Introducción histórica

Desde el origen del ser humano, la naturaleza ha estado presente en su vida con un temprano interés por establecer orden y control sobre ella. Sin embargo, el parque urbano, tal y como hoy en día lo conocemos, entendido como pulmón verde de la ciudad, una extensión destinada al disfrute y la evasión pública, no se convirtió en una realidad hasta mediados del siglo XIX. La expansión urbana vinculada a la Revolución Industrial planteó la necesidad de integrar espacios verdes en las ciudades para cumplir así necesidades higiénicas, recreativas y de expansión para los habitantes.

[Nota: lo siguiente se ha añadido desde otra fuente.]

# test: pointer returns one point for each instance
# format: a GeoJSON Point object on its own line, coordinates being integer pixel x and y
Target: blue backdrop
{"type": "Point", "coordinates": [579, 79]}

La teoría reivindicadora del espacio natural como agente beneficioso para la concentración urbana, fue conocida en las mentes ilustradas zaragozanas desde el siglo XVIII. Sin embargo, hasta el siglo XX, únicamente fue llevada a la práctica en paseos como los de la Independencia, de Sagasta o del Canal Imperial, adornados por arboledas que deleitaban a los visitantes. A principios de siglo, la industrialización tuvo su impronta en el urbanismo de Zaragoza, entre otras consecuencias, con el aumento de suelo construido y por lo tanto era difícil disfrutar de espacios de solaz. De ahí que se precisara un parque que serviría de pulmón para la ciudad, en el que los valores estéticos se complementaran con finalidades prácticas y funcionales que permitieran satisfacer unas necesidades de recreo y de salubridad. Para ello, se entendió como lugar predilecto el ensanche hacia el Sur de Zaragoza, en el que existían espacios adecuados para tal finalidad, de ahí que se construyeran dos parques durante la primera mitad del siglo XX. El primero de ellos, el parque Pignatelli -situado hoy en día en el paseo de Cuellar- comenzó a construirse en la primera década del siglo y su trazado fue definiéndose paulatinamente hasta los años veinte, siendo hoy en día enlace entre el paseo de Sagasta -zona Centro- y el barrio de Torrero. Paralelamente, se pensó aprovechar el espacio situado entre el Cabezo de Buenavista (Monte de Torrero), el río Huerva y las aguas del Canal Imperial, caracterizado por la amplia densidad forestal y vegetal. Este emplazamiento fue el lugar elegido para la construcción del parque más importante de la ciudad.

El proyecto del parque en el Cabezo de Buenavista se aprueba en 1903, aunque su realización no se pondría en marcha hasta 1923, siguiendo el proyecto de Miguel Ángel Navarro. Las primeras obras se desarrollaron desde finales de la segunda década del siglo y en 1924 se propone la creación de un patronato, encargado de las futuras construcciones y cuidado del parque. Además, en Diciembre de este año, el paisajista y pintor Xavier Winthuysen visitó el Cabezo de Buena Vista y el 23 del citado mes, pronunció una conferencia en el Casino Mercantil aportando nuevas ideas que contribuyeron a mejorar el proyecto. La distribución y ordenación armónica del espacio, así como la combinación de diferentes estilos de jardinería de tradición española que propugnó y aplicó Winthuysen en diversos proyectos (jardines de la colonia El Viso de Ortega y Gasset, de la Residencia de Estudiantes de Sevilla, del Hospital de Santa Cruz de Toledo etc.) tuvieron en el Parque Grande su impronta. También recomendó que se eligiera la vegetación acorde a las condiciones del lugar, para garantizar de este modo el correcto desarrollo y aclimatación del parque. En la actualidad se sigue interviniendo para optimizar su estética y adecuar el espacio natural a las exigencias de la sociedad presente.